Summary and Introduction

Summary

The treatment of pulmonary arterial hypertension-once a lethal condition-has evolved considerably over the past few years as the number of therapeutic options available to treat this disease has increased. In this Review we attempt to summarize the current knowledge of the pathogenesis of pulmonary hypertension, in relation to the therapies presently available and those that could become available in the near future. The use of prostacyclin and its analogs, calcium-channel blockers, endothelin-receptor antagonists and phosphodiesterase type 5 inhibitors is reviewed. Newer concepts, such as the use of combination therapy, and the potential for long-term disease amelioration and improvement of outcomes, are also discussed. The role of supportive care and medications not specific to pulmonary hypertension is also examined. In addition, we review the novel emerging therapies, such as imatinib, fasudil, simvastatin, ghrelin and vasoactive intestinal peptide, which hold therapeutic potential for disease modification as well as treatment of symptoms.

Introduction

Pulmonary arterial hypertension (PAH) is defined as a mean pulmonary artery pressure (PAP) of greater than 25 mmHg at rest or at least 30 mmHg during exercise. These rises in PAP have to be associated with elevated pulmonary vascular resistance (PVR), and a mean pulmonary wedge pressure and left ventricular end diastolic pressure of less than 15 mmHg for diagnosis of PAH. Ultimately, continuous elevation of PAP and PVR causes failure of the right ventricle, leading to an inability to support the circulation and subsequent death.^[1]

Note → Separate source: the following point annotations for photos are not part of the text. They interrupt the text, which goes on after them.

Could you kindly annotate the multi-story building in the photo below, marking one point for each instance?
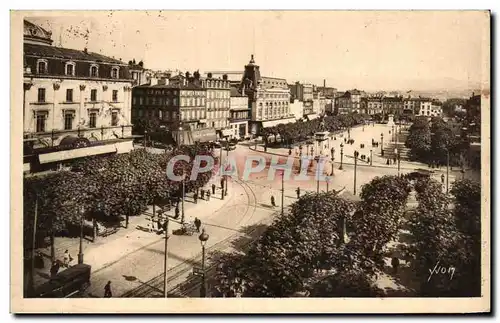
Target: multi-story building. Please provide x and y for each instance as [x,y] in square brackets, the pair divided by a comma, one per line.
[392,105]
[425,107]
[296,109]
[411,106]
[372,105]
[239,114]
[76,103]
[218,103]
[269,98]
[301,92]
[349,102]
[436,108]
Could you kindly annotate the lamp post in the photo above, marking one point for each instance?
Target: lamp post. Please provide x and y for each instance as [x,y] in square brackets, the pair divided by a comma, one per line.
[282,192]
[382,144]
[356,154]
[341,155]
[203,240]
[182,201]
[80,252]
[165,259]
[127,203]
[447,168]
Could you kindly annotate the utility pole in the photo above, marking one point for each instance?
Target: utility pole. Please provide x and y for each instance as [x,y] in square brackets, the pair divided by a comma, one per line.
[282,192]
[182,201]
[165,259]
[356,154]
[32,273]
[447,168]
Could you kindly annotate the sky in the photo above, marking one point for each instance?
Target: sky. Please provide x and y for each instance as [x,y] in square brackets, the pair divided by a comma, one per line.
[370,50]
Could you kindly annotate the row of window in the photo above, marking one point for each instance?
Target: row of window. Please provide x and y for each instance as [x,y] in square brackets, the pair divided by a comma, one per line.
[70,67]
[69,117]
[272,112]
[218,94]
[42,95]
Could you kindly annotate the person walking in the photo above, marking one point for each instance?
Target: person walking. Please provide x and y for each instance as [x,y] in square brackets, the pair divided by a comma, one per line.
[67,259]
[107,290]
[54,269]
[395,264]
[197,224]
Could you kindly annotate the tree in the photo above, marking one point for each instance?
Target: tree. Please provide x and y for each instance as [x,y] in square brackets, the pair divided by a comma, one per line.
[376,222]
[439,244]
[419,140]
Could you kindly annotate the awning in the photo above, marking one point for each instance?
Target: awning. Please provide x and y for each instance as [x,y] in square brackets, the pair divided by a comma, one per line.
[272,123]
[124,147]
[76,153]
[312,116]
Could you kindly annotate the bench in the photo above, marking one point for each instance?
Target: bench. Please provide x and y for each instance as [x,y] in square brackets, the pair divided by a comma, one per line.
[107,231]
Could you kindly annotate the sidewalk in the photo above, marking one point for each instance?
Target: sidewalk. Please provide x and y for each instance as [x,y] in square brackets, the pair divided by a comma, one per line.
[109,250]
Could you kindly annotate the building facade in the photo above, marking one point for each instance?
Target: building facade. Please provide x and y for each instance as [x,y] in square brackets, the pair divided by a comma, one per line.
[239,114]
[349,102]
[72,99]
[269,98]
[218,91]
[392,105]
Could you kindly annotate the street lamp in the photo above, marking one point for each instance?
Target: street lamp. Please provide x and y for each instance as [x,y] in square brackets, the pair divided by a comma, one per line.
[397,153]
[127,203]
[356,154]
[382,144]
[165,258]
[80,252]
[203,240]
[341,155]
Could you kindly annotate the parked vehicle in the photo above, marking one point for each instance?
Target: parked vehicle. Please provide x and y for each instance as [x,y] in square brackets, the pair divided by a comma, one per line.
[68,283]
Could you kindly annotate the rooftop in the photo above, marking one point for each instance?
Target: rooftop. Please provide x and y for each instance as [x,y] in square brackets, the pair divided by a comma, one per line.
[67,53]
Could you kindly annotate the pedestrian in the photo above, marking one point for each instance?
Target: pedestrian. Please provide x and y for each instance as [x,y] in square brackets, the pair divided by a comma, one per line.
[67,259]
[107,290]
[159,226]
[54,269]
[395,264]
[197,223]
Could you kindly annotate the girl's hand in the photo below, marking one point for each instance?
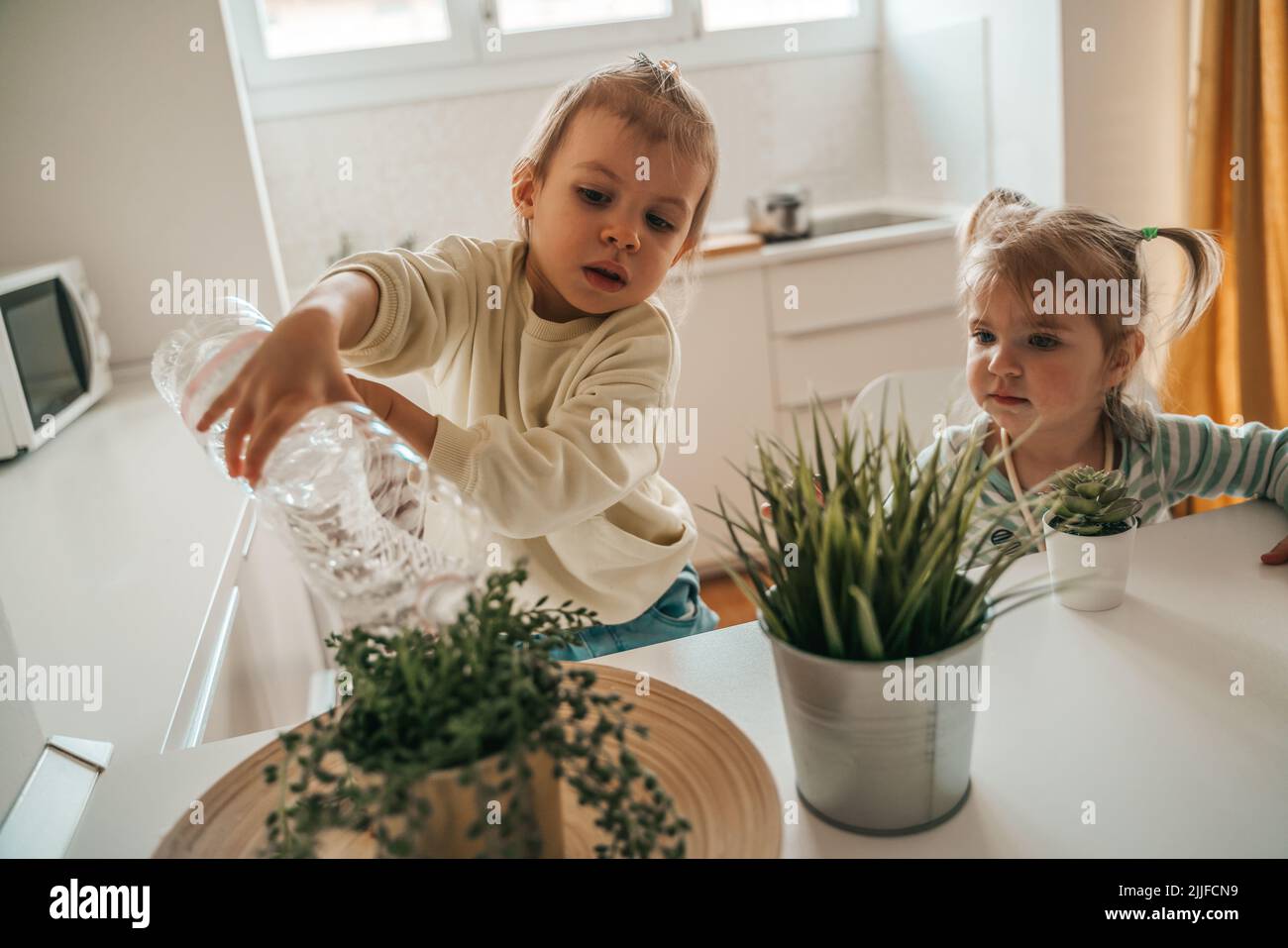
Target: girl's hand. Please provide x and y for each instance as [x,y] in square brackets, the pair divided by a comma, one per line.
[295,369]
[416,425]
[1278,556]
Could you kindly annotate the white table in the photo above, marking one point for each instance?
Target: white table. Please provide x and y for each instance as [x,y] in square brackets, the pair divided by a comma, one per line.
[1128,708]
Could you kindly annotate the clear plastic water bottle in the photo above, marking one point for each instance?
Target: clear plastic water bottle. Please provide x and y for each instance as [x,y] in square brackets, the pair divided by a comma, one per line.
[386,541]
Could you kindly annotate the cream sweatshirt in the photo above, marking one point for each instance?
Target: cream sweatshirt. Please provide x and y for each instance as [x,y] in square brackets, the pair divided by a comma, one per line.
[516,399]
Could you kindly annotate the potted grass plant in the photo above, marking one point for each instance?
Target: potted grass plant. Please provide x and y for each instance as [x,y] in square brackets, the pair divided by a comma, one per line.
[1090,527]
[454,742]
[854,569]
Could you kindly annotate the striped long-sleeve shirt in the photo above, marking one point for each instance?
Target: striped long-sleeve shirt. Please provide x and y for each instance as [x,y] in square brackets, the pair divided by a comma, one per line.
[1186,456]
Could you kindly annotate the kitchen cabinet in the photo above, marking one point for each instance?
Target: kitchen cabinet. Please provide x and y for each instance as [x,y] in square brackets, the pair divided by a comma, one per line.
[261,661]
[725,382]
[768,330]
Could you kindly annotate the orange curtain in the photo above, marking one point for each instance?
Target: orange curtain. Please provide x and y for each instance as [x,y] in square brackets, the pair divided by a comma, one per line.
[1234,365]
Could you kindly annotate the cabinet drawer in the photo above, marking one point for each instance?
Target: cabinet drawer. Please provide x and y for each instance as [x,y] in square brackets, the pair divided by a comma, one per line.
[863,286]
[837,364]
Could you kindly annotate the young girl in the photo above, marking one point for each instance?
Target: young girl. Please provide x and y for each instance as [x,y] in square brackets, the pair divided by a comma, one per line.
[526,344]
[1046,348]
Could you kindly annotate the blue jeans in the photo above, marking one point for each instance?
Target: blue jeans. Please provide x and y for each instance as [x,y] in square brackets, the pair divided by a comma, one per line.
[661,622]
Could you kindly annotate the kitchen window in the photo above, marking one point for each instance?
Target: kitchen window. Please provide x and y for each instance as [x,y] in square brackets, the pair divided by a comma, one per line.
[301,56]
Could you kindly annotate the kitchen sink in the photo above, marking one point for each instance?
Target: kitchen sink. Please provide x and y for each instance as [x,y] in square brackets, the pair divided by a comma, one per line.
[864,220]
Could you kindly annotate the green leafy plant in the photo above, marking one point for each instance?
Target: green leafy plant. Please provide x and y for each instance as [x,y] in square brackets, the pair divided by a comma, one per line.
[859,557]
[485,685]
[1091,502]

In 1998, the WHO (Evian) classification system was proposed, which sought to categorize different forms of pulmonary hypertension (PH) according to similarities in pathophysiological mechanisms, clinical presentation and therapeutic options.^[2] In 2003 in Venice, modifications were made to this system, with the aim of making it more comprehensive, easier to follow and more practical for clinicians (Figure 1).^[3] In this system the risk factors and associated conditions were updated and modifications were proposed, including replacing the term 'primary pulmonary hypertension' with 'idiopathic pulmonary arterial hypertension (IPAH)'. Guidelines were also proposed to improve the classification of congenital systemic-to-pulmonary shunts.

Figure 1. (click image to zoom) Revised clinical classification of pulmonary hypertension (Venice 2003).

IPAH-that is, PAH of unknown cause-is a rare disease that has in the past been associated with poor survival if patients do not receive treatment.^[4] PAH prevalence is increased when associated with other conditions, such as collagen vascular disease, congenital systemic-to-pulmonary shunts, portal hypertension, HIV infection, and chronic hypoxemic lung disease.^[5] Some patients with IPAH have a familial variety, which in the NIH registry accounted for 6% of patients,^[3] and presents identically to the sporadic form of the disease.^[6] The bone morphogenetic protein receptor type II gene (BMPR2), a member of the transforming growth factor beta (TGF-β) cell signaling family, has been implicated in PAH.^[7,8] Heterozygous mutations within BMPR2 have been identified in familial PAH and in sporadic cases of IPAH, and could be associated with TGF-β signaling abnormalities^[9,10]-a potential area for therapeutic intervention.A recent study has shown that patients with familial PAH or IPAH and nonsynonymous BMPR2 variations are unlikely to demonstrate vasoreactivity, indicating that genetic testing could have a future role in guiding therapy.^[11] Other causes of PH include left-sided heart disease, chronic thromboembolic disease and inflammatory conditions that affect the lungs. This Review attempts to examine what is currently known about the pathogenesis of PAH, in relation to presently available and novel emerging therapies that hold promise for treatment as well as disease modification.